In George Orwell’s 1984, music is a tool of the totalitarian state. The working classes are kept docile with sentimental songs “composed entirely by mechanical means on a special kind of kaleidoscope”.
It’s later than Orwell predicted, and there are no kaleidoscopes involved, but machine-made music is now very much a thing (for some funny, weird and slightly scary examples, check out https://openai.com/blog/jukebox/). Many people see this as a threat to creativity. If music can be produced without human involvement, and we can’t tell the difference, where does that leave musicians?
Like any new technology, AI in music does have the potential to be misused. However, new technology also has the potential to make our lives better. What if, instead of making human creativity redundant, artificial intelligence could short-circuit some of the things that stand in the way of creativity?
Wants and needs
There are skills that musicians learn because they are at the core of what we do, such as singing, songwriting and playing instruments. There are also skills that musicians learn out of necessity, though, and that includes recording and mixing our own music. It can be satisfying, but it can also be slow and immensely frustrating. When inspiration strikes, we want to capture it as quickly as possible, not spend hours worrying about whether the bass synth is clashing with the kick drum.
So, how would it be if artificial intelligence could take over the mundane and boring parts of audio engineering, and leave us free to focus on the creative aspects? That’s the key aim behind the plug-ins in Focusrite’s FAST suite, developed in conjunction with Sonible. At this point you might be thinking that surely all plug-ins are designed to make our lives easier. What can AI do that existing plug-ins can’t?
Why AI is different
Let’s consider two ways of developing a plug-in that automates some part of the mixing process. One approach would be for a human programmer to study the decisions a human sound engineer makes, and try to turn those into a set of rules. As Sonible’s Alexander Wankhammer explains, a plug-in like this is completely predictable in its behaviour, but it’s only as good as the rules we can devise. “In traditional algorithm design you know exactly what an algorithm will do with a certain input signal, because every processing step is designed and implemented by hand. The nice thing about that is that everything is fully transparent, and you can control every little detail of a certain logic. However, this transparency can also be a limiting factor since you have to fully understand and model every aspect of a certain problem.”
The big advantage of the AI approach is that it escapes this limiting factor. A machine-learning algorithm is ‘trained’ by feeding in lots of examples of good and bad sounds, and it eventually learns how to process new examples to match the ‘good’ set. It isn’t using rules that we have fed it, it’s inventing its own rules. Ultimately, these could potentially be far more subtle and complex than anything a human developer could come up with.

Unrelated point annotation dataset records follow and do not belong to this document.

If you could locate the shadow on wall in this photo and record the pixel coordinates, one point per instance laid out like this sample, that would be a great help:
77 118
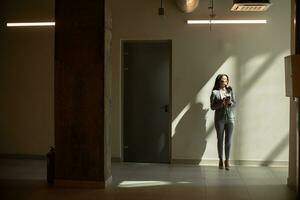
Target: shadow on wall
190 134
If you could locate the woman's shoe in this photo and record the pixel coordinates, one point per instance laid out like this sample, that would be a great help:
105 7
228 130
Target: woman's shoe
221 164
226 164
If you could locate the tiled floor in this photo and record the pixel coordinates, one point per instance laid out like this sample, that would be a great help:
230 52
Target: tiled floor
25 179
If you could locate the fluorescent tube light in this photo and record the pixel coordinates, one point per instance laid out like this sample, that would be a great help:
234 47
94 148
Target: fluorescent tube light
226 21
30 24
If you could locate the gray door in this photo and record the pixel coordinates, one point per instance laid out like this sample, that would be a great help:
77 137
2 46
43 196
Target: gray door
146 67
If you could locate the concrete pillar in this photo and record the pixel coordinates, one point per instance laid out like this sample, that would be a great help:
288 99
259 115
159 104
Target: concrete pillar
82 93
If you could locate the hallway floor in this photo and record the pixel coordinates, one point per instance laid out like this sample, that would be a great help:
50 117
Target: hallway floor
25 179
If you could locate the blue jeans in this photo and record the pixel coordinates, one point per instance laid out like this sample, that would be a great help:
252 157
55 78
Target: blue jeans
224 126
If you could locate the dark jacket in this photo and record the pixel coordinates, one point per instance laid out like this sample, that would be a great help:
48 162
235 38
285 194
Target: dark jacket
222 112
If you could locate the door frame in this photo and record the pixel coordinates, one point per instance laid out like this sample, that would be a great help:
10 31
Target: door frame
123 42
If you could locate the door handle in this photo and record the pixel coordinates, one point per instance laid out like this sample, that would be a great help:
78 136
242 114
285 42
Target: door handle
165 107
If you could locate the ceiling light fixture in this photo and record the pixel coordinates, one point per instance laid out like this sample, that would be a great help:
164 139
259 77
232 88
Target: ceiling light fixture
226 21
250 5
28 24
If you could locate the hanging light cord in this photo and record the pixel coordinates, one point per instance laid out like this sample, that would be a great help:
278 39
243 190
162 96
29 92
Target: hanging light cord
212 14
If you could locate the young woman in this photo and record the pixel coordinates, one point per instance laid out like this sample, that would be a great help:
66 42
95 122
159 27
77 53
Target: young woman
222 101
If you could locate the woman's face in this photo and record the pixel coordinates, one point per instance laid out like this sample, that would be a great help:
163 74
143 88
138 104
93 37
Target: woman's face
223 81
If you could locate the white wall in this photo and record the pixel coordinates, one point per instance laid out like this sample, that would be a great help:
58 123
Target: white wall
26 78
252 55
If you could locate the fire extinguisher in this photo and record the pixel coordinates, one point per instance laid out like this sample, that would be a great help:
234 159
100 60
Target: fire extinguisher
50 166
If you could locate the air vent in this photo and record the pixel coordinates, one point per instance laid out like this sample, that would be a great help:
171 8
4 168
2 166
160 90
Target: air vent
250 5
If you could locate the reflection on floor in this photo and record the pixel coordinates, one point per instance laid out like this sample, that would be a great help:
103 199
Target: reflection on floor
25 179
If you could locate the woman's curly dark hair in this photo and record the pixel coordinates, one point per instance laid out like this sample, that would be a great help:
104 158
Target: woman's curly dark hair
217 82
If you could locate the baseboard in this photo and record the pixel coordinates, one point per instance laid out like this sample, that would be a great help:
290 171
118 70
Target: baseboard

“In contrast to traditional algorithms, systems based on machine learning are content-aware,” continues Alexander. “That means that they can observe and interpret data, not simply process it based on some fixed logic. When allowing a system to learn from data, the system is able to come up with an internal representation and interpretation of the data. The great thing about that is that you don’t have to fully understand why a system is doing something – it just does it, and it works. And as we’ve seen over the last couple of years in many different fields, approaches based on such a concept are able to tackle problems that simply couldn’t be solved with traditional algorithms.”
The black box problem
The idea that an AI system might not be understood even by its creators is one of the things that has people worried. If a self-driving car drives off the edge of a cliff, we want to know why it did that, and how to stop it happening again. It’s a concern that Alexander is ready to acknowledge: “‘Black box’ approaches like Deep Neural Networks simply get a huge amount of training data and find a way to map the input data to some desired output. The huge benefit of these systems is their ability to solve extremely complex problems without any modelling assumptions. The down side is that even the engineers who developed the system cannot fully predict the behaviour of the system when presented with new data – and the data used to train the system is crucial. This means that the system is fully data driven and it’s rather hard to tune or control the processing.”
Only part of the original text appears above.